22/01/2014 01:50 EST | Actualisé 23/03/2014 05:12 EDT

Alors que le temps d'attente moyen en urgence était de 17 heures 30 minutes au Québec l'an dernier, dans l'espace, des astronautes malades obtenaient un diagnostic en dix minutes.

Leur secret? Le Microflow : un appareil à fibre optique, à peine plus gros qu'une boîte à chaussure, capable de déterminer la nature d'une maladie dans un temps record.

Une invention de l'Institut national d'optique (INO) de Québec, déjà largement applaudit par le désormais célèbre Chris Hadfield, qui a été le premier à expérimenter le nouvel outil, alors qu'il était commandant de la station spatiale internationale.

La technologie est composée de deux fibres, plus petites qu'un cheveu, qui sont connectées ensemble. « On a percé un trou dans la fibre optique pour permettre au liquide de passer et ça va dans l'instrument. L'analyse se fait de façon automatique sans avoir besoin de l'interprétation d'un spécialiste », explique le PDG de L'INO, Jean-Yves Roy.

En fait, ce qu'on appelle dans le jargon le cytomètre en flux était déjà utilisé dans les hôpitaux, mais c'était sa taille, énorme, qui posait problème. L'Agence spatiale canadienne et la NASA ont donc demandé à l'INO de concevoir un cytomètre « de poche », adapté pour l'espace.  

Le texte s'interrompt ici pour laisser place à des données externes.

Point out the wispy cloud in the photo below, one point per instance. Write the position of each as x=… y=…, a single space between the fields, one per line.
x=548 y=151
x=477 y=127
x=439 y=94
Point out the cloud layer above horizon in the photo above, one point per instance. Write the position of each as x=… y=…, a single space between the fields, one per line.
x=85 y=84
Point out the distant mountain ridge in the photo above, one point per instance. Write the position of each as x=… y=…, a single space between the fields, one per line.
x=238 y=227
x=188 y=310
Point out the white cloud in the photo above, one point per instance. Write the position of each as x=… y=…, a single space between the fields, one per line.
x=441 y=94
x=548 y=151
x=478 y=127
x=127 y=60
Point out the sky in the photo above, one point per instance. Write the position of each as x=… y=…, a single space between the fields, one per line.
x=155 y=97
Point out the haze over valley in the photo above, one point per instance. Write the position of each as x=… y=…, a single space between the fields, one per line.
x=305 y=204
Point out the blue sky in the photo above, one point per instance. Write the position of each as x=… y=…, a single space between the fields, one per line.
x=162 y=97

La NASA avait néanmoins émis de sérieux doutes quant aux chances qu'avait l'INO de réussir à développer la technologie dans le délai de 18 mois.

Contre toute attente : 18 mois plus tard, c'était mission accomplie pour l'équipe de l'institut de Québec.

De passage à Québec, mercredi, pour célébrer les 25 ans de l'INO, Chris Hadfield a expliqué qu'il s'agissait d'une avancée indispensable, d'autant plus que les séjours dans l'espace sont de plus en plus longs.

« Vers la lune, vers Mars, c'est nécessaire de savoir les changements de la santé pendant quelques mois, pendant quelques années, dans l'apesanteur, cet environnement est différent », note-t-il.

L'INO a fait breveter l'invention. Ses responsables ont savouré leur succès dans l'espace, mais ils reviennent maintenant sur terre. Une entreprise a été créée à Québec afin de commercialiser les applications terrestres du cytomètre.

L'INO estime que le Microflow pourrait être très utile notamment en région éloignée ou dans les hôpitaux débordés.